Pourquoi Air Mauritius (MK) s’est-elle retrouvée face à une situation de ras-le-bol des pilotes pour la première fois en 50 ans d’existence ?

D’après les médias, les pilotes semblent mécontents de certains changements unilatéraux d’un accord d’emploi collectif expiré, mais tacitement reconduit. Outre les salaires, cet accord comprend des droits fermes et certains privilèges obtenus au fil des négociations. Le non-respect d’un tel contrat est susceptible de créer de la méfiance si cela se fait sans dialogue préalable.

«Suis-je à ce point important pour que les représailles contre toutes ces personnes qui m’ont soutenu ouvertement chez MK et ailleurs se poursuivent un an après ?»

Avez-vous déjà fait face à un ultimatum des syndicats de pilotes ?

Jamais. Et d’aucun syndicat. Mais j’ai déjà fait face à de petites menaces voilées et anonymes venant de petites poches marginales de frustration. Cela fait partie du folklore mauricien et on vit avec. Néanmoins, si les récriminations méritent considération, on les soulève directement avec les syndicats, en face à face et avec l’ensemble de leurs exécutifs.

Le PM, la direction et le board ont tous contre-attaqué de front les actions des pilotes. Jusqu’à essayer de déporter manu militari le commandant Patrick Hofman. Votre réaction ?

Je suis très triste pour le commandant Hofman et surtout pour sa famille. Je le connais comme un professionnel de haut niveau très respecté et choisi par ses pairs pour les représenter. Il a son franc-parler et j’ai moi-même souvent croisé le fer avec lui. Mais nous entretenions une relation civilisée.

«Si les pilotes étaient vraiment gâtés, aucun d’entre eux ne quitterait notre eldorado pour aller chercher ailleurs.»

L’apaisement que dit prôner la direction de MK n’est-il pas bafoué lorsque Pravind Jugnauth et Étienne Sinatambou poursuivent leur virulente sortie contre les pilotes ?

No comment!

Mike Seetaramadoo, qui est à l’origine de votre éjection de MK, est, selon les pilotes, au cœur de cette nouvelle turbulence.

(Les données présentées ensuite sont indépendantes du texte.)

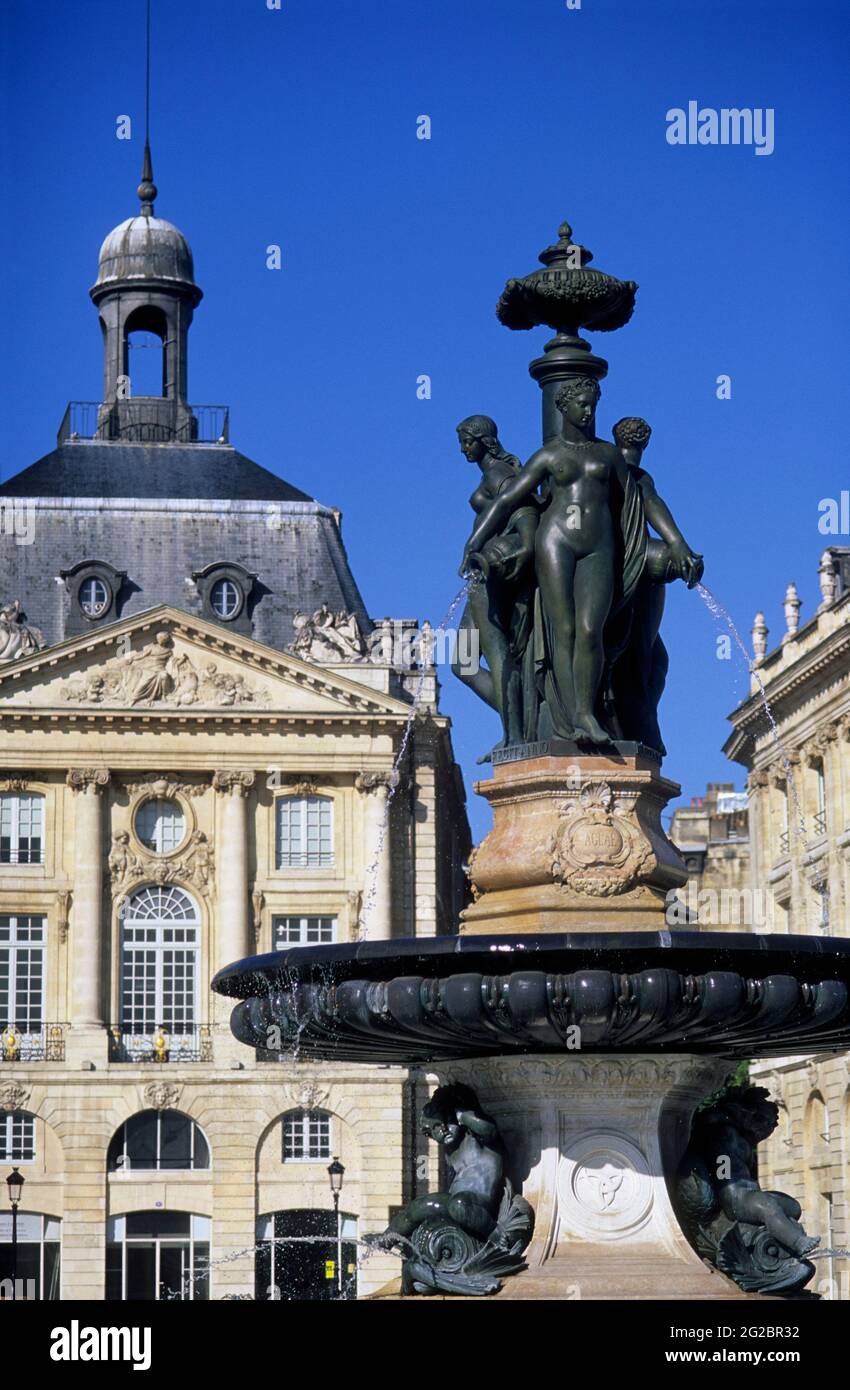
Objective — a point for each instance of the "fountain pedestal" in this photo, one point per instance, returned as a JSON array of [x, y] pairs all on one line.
[[577, 843], [592, 1141]]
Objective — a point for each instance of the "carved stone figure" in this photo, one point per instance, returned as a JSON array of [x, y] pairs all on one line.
[[327, 637], [197, 861], [597, 598], [193, 866], [17, 637], [156, 674], [460, 1241], [121, 862], [754, 1237], [500, 606]]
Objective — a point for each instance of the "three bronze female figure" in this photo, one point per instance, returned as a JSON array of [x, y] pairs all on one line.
[[570, 581]]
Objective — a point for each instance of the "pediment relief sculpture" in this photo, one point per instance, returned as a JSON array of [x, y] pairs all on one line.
[[195, 865], [159, 674]]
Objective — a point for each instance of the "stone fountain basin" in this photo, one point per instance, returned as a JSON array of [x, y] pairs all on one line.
[[411, 1001]]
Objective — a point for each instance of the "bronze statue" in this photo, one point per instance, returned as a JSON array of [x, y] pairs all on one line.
[[756, 1237], [590, 553], [460, 1241], [500, 605]]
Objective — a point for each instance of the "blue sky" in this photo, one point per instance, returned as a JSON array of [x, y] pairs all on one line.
[[299, 127]]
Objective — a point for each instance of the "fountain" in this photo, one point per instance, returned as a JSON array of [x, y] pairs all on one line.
[[582, 1047]]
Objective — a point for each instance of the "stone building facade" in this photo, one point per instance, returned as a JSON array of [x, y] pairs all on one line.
[[711, 836], [207, 749], [799, 795]]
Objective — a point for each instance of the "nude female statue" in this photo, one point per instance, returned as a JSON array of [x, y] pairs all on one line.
[[589, 553], [500, 605]]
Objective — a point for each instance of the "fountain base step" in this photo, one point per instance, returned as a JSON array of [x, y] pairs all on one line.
[[602, 1275], [592, 1144]]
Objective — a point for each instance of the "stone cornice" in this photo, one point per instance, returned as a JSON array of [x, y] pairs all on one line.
[[261, 720], [88, 779]]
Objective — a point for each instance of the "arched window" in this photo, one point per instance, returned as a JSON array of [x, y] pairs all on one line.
[[21, 829], [22, 947], [93, 597], [157, 1255], [145, 350], [160, 944], [160, 1140], [304, 833], [160, 824], [35, 1260], [306, 1136], [17, 1137], [225, 598], [297, 1257]]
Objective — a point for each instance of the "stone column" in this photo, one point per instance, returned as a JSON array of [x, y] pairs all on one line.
[[377, 915], [234, 913], [86, 931]]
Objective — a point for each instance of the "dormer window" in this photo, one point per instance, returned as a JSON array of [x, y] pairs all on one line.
[[225, 592], [93, 588], [93, 598], [225, 598]]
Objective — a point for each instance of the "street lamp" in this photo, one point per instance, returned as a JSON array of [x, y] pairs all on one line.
[[336, 1173], [15, 1186]]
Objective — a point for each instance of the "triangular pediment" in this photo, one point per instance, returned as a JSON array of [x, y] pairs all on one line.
[[168, 660]]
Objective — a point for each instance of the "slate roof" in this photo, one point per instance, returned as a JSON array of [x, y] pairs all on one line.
[[142, 470], [163, 512]]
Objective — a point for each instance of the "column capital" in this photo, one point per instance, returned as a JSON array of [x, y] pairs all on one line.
[[88, 779], [235, 781], [368, 783]]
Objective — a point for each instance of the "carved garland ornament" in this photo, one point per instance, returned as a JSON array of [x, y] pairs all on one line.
[[165, 786], [195, 865], [13, 1097], [88, 779], [161, 1096], [595, 848], [306, 1096]]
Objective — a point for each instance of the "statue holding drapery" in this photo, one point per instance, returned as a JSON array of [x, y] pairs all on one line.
[[596, 656]]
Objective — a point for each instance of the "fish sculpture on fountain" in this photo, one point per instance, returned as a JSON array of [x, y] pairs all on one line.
[[461, 1241], [754, 1237]]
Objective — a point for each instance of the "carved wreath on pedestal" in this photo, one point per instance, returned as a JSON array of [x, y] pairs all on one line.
[[596, 849]]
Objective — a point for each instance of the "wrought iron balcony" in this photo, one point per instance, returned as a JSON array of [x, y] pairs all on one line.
[[161, 1045], [15, 854], [145, 420], [21, 1043]]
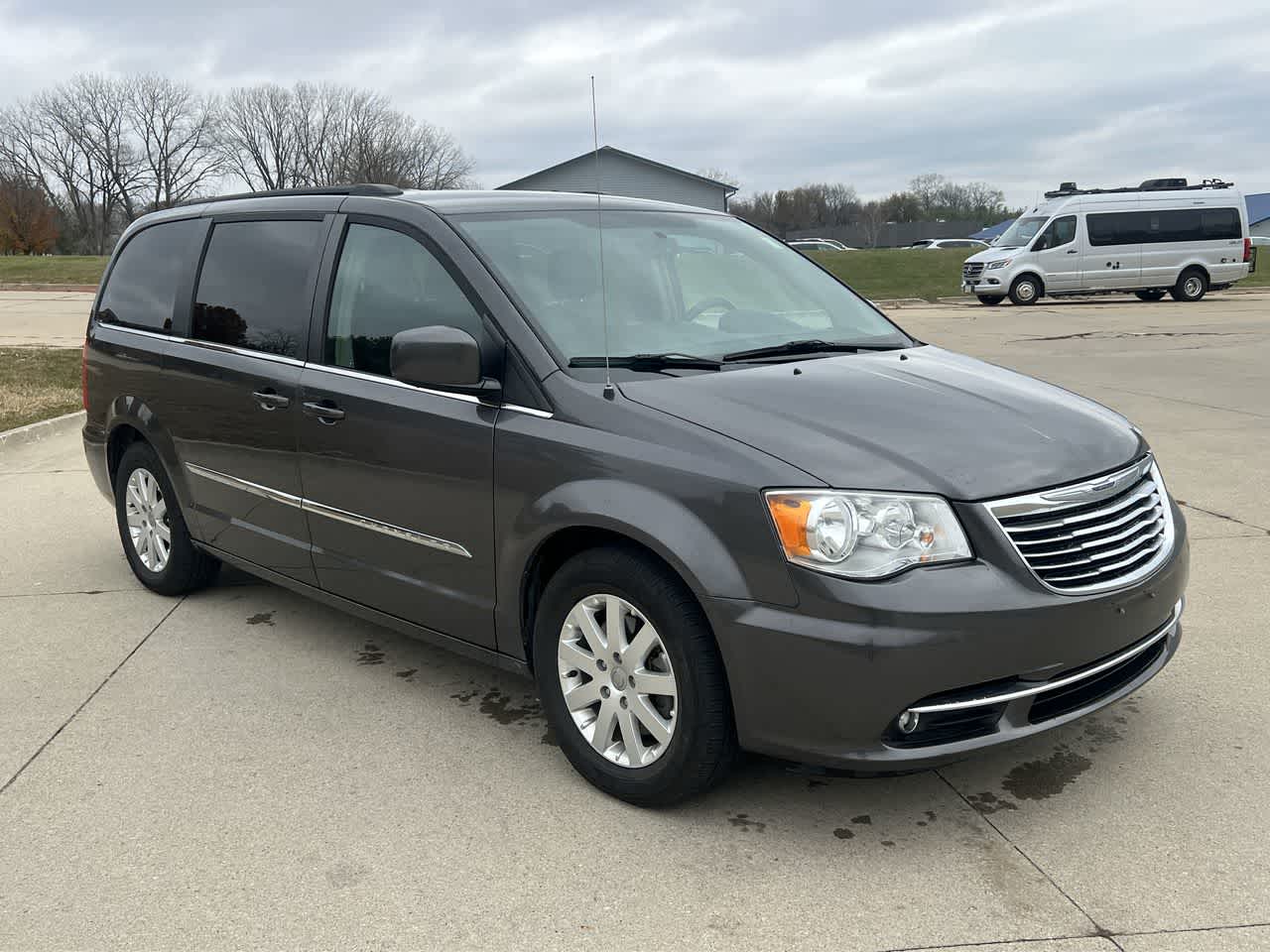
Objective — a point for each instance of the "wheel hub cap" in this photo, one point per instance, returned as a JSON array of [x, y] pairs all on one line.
[[146, 516], [626, 710]]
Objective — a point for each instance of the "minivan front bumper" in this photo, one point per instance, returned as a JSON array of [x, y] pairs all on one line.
[[979, 652]]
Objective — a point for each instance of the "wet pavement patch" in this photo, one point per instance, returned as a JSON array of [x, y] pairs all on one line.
[[988, 802], [1040, 779], [742, 821], [502, 708]]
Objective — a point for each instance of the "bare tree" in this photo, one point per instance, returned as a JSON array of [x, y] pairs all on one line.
[[50, 140], [177, 131], [258, 137], [329, 135]]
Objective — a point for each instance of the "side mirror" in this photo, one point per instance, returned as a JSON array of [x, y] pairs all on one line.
[[439, 357]]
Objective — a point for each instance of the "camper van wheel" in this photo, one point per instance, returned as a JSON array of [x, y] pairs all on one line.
[[1025, 290], [1192, 286]]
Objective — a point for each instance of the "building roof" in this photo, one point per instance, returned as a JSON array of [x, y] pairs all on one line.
[[721, 185]]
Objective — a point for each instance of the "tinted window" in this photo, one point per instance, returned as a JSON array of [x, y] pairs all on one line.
[[1061, 231], [657, 298], [388, 282], [143, 285], [255, 287], [1174, 225]]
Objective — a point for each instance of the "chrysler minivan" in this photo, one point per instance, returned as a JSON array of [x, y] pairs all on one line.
[[705, 494], [1161, 238]]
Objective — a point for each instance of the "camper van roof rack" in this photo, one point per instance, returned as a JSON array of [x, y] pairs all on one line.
[[1069, 188]]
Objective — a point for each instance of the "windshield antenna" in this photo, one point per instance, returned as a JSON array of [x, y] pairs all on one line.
[[599, 229]]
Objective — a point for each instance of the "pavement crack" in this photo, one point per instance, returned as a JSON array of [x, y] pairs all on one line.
[[1138, 334], [1184, 504], [93, 694], [1097, 929]]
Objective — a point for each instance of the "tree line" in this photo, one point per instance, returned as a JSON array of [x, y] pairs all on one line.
[[81, 160], [830, 204]]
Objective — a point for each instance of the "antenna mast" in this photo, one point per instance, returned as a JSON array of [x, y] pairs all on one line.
[[599, 231]]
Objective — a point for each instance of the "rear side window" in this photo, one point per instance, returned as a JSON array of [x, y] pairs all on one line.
[[255, 289], [388, 282], [141, 290], [1164, 226]]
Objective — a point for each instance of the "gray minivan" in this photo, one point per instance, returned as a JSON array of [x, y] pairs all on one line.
[[706, 494]]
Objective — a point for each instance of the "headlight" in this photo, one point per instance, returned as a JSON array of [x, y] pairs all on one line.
[[865, 535]]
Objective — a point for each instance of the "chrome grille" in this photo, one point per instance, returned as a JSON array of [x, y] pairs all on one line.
[[1091, 536]]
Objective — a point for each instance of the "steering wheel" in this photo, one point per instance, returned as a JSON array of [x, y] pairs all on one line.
[[699, 307]]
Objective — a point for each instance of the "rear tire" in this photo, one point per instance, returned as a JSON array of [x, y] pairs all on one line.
[[153, 529], [701, 746], [1192, 286], [1025, 290]]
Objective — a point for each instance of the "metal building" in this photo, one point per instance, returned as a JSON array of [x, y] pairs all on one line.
[[627, 175]]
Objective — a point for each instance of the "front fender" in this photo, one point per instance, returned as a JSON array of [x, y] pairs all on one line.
[[712, 566], [134, 412]]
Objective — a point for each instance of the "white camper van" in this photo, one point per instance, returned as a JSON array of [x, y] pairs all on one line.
[[1164, 236]]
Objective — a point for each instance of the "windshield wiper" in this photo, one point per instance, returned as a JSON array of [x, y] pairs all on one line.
[[804, 347], [649, 362]]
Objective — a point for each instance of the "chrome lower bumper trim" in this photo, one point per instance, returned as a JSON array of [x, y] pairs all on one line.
[[988, 699]]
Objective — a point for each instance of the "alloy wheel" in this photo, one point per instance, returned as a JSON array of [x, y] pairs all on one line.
[[617, 682], [146, 513]]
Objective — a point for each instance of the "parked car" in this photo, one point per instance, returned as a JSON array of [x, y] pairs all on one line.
[[708, 499], [820, 245], [1161, 238], [938, 244]]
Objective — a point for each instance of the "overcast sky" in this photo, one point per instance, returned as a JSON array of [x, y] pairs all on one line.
[[1020, 94]]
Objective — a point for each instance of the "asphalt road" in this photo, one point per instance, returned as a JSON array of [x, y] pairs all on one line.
[[245, 769]]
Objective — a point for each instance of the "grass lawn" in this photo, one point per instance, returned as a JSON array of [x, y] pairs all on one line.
[[897, 272], [53, 270], [37, 384]]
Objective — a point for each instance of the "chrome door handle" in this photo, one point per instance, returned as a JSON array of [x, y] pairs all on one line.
[[271, 400], [324, 412]]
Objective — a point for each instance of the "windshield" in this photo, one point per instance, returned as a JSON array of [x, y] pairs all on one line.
[[677, 284], [1023, 231]]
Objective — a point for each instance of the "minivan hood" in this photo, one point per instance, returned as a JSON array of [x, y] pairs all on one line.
[[916, 420]]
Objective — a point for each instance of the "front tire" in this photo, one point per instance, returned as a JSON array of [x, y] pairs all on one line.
[[153, 529], [1192, 286], [1025, 290], [631, 680]]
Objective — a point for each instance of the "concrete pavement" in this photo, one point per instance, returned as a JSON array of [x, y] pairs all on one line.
[[245, 769]]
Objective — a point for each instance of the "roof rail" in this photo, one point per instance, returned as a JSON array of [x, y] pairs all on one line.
[[363, 188], [1069, 188]]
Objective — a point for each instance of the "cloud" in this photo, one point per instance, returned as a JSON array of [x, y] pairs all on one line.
[[869, 93]]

Est-il aussi «intouchable» ?

No comment!

Votre nom est cité dans une lettre du commandant Bourgeois. Est-ce aussi parce qu’ils ont pris votre défense lors de votre limogeage que ces pilotes se retrouvent dans une telle situation ?

Le commandant Bourgeois est un grand professionnel, un modèle de compétence, de sérieux et de loyauté que MK et le pays ont intérêt à retenir. Je suis touché qu’il se soit exprimé comme un aîné. Comme il l’a dit, lui et moi avions souvent des désaccords, mais c’était dans le respect mutuel. Mais, suis-je à ce point important pour que les représailles contre toutes ces personnes qui m’ont soutenu ouvertement chez MK et ailleurs se poursuivent un an après ?

«Tous les bénéfices et privilèges compris dans le contrat des pilotes sont accordés dans l’intérêt réciproque en connaissance de cause et après négociations.»

Pour certains, les revendications des pilotes sont exagérées puisqu’ils sont les employés les mieux lotis. Est-ce le cas ?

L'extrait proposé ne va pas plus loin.